青山学院にとって、大きな不安要素となるのが「中間層」なのだ。田中悠登キャプテン(4年)は全日本のあと、こう話していた。
「今年の課題は、中間層の意識がもうひとつ上がってこないことです。なかには、来年頑張ればいいや、と思っている下級生がいるかもしれない。だとすると、厳しい。勝つためには、どうしても突き上げが重要なんです」
なぜ、突き上げが大切なのか。田中は自分の経験談として語る。
「前回、僕は8区に区間エントリーされていました。でも、下半身の痛みが耐えられないほどになって、年末になって泣く泣くあきらめざるを得ませんでした。でも、僕が出なくても圧勝だったわけです。

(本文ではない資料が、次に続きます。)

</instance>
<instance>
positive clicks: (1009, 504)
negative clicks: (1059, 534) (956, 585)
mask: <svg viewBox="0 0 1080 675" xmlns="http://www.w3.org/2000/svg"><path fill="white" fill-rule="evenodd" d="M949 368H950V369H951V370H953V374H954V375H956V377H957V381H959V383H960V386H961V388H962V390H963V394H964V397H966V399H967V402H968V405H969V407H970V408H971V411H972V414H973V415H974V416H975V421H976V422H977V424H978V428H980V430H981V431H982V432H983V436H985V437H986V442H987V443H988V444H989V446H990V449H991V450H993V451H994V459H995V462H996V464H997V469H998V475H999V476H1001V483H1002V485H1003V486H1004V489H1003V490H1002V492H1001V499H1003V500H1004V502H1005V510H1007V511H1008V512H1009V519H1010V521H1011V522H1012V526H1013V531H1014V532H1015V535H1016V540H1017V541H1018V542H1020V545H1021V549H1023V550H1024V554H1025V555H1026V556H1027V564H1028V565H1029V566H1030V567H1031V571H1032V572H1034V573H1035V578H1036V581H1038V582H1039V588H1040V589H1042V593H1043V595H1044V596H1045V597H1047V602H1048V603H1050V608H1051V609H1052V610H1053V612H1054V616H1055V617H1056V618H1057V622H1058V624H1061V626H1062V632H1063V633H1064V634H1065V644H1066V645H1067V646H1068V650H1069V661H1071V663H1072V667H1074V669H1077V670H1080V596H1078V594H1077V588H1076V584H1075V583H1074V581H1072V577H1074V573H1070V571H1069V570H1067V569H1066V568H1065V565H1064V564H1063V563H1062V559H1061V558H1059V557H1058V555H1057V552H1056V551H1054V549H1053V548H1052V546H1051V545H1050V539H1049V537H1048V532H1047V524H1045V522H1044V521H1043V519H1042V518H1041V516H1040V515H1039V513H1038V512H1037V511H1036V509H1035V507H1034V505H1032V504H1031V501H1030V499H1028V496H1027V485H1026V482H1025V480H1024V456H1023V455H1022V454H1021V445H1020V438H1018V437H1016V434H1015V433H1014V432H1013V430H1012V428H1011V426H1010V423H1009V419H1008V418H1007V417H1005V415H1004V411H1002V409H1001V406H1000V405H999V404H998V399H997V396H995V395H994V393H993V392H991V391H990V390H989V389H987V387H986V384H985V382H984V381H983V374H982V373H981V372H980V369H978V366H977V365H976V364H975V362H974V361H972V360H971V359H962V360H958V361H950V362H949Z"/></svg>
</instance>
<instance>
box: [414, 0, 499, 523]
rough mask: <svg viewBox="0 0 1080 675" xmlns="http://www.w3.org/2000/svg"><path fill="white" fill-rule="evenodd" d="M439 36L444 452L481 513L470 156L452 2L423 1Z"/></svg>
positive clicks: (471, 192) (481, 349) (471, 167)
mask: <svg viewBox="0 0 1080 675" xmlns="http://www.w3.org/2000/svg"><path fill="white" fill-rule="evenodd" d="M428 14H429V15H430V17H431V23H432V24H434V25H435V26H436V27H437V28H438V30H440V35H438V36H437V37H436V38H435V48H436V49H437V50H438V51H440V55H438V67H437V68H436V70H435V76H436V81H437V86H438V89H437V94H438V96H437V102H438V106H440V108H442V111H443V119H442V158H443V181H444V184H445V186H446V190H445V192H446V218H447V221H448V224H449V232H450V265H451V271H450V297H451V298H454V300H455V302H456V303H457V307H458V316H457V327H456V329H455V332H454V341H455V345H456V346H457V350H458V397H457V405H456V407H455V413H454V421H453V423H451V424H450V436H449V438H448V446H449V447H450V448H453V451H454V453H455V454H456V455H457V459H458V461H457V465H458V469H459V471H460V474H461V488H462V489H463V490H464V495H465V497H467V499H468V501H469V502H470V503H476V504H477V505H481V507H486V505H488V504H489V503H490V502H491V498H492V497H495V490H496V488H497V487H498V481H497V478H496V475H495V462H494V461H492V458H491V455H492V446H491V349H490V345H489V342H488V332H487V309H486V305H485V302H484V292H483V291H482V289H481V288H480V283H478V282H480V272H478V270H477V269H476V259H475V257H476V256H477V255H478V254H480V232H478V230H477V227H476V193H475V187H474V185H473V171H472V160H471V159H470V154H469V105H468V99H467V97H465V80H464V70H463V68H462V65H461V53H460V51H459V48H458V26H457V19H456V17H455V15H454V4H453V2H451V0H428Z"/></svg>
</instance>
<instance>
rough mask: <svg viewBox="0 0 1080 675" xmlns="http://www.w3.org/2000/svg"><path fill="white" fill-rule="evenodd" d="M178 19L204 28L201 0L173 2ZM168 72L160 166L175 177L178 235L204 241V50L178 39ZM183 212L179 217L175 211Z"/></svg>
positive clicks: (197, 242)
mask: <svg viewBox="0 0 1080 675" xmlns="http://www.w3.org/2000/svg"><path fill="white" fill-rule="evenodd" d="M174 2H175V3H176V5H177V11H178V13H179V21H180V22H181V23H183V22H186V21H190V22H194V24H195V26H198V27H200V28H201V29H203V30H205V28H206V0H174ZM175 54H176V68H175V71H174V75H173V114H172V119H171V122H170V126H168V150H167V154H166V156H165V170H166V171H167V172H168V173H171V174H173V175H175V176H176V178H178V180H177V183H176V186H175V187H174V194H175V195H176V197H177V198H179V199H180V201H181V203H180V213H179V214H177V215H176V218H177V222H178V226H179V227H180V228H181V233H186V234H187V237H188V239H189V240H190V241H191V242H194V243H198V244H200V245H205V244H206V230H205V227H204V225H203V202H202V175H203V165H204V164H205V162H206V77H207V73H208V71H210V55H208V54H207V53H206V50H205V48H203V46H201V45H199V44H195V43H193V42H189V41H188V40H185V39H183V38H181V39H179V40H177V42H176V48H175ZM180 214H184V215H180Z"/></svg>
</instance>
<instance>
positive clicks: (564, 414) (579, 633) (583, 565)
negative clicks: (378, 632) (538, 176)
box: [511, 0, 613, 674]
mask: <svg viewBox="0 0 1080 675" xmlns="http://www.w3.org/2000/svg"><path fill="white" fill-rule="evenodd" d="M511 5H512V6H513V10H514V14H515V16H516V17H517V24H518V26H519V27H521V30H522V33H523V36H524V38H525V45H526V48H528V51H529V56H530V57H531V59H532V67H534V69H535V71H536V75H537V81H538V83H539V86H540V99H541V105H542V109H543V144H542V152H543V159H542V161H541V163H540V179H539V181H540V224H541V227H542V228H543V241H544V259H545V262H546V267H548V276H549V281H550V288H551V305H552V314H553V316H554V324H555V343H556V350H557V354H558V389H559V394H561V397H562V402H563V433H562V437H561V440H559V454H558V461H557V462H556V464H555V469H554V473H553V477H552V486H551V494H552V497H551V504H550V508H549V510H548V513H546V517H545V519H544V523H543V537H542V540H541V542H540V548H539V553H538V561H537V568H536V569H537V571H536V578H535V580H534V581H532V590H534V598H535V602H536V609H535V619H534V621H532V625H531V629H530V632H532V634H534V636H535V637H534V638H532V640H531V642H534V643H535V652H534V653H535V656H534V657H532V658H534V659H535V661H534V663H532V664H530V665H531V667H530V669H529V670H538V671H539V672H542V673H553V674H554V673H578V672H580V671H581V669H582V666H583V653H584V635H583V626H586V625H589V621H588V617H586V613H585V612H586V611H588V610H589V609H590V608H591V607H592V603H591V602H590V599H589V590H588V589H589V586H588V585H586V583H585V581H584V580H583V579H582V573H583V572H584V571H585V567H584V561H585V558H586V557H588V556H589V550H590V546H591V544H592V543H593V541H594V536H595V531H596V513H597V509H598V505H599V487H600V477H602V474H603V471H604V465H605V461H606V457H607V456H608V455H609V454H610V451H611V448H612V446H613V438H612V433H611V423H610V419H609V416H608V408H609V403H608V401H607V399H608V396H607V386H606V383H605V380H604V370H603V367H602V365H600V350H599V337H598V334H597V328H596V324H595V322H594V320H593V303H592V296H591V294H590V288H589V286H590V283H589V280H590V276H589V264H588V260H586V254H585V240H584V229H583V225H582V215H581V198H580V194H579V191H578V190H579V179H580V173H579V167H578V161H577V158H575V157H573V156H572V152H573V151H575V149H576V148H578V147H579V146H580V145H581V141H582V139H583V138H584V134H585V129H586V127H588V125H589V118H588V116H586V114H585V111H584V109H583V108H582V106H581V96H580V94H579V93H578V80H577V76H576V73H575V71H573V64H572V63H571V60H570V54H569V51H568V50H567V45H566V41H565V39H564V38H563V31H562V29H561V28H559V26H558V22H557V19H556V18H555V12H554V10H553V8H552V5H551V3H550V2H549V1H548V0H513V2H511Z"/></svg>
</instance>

これまで4年間を見てきて、12月に入るとなにかしらアクシデントが起きます。去年だって、12月頭にインフルエンザが流行して、中旬には佐藤一世さん(現・SGホールディングス)が虫垂炎になったり。予測できないことは必ず起こる。その時にどれだけほかのメンバーがカバーできるか。それが箱根駅伝に勝つポイントなんじゃないかと思います」
全日本に敗れ、原監督は優しさを見せた。
ただし、箱根駅伝に向けては競争を促し、厳しさを見せたはずだ。
「國學院、駒澤、強い。でも、相手が強ければ強いほど、挑戦しがいがあるし、勝ったときの喜びは大きいよね」
ディフェンディング・チャンピオンは、挑戦者として「箱根駅伝2025」に挑む。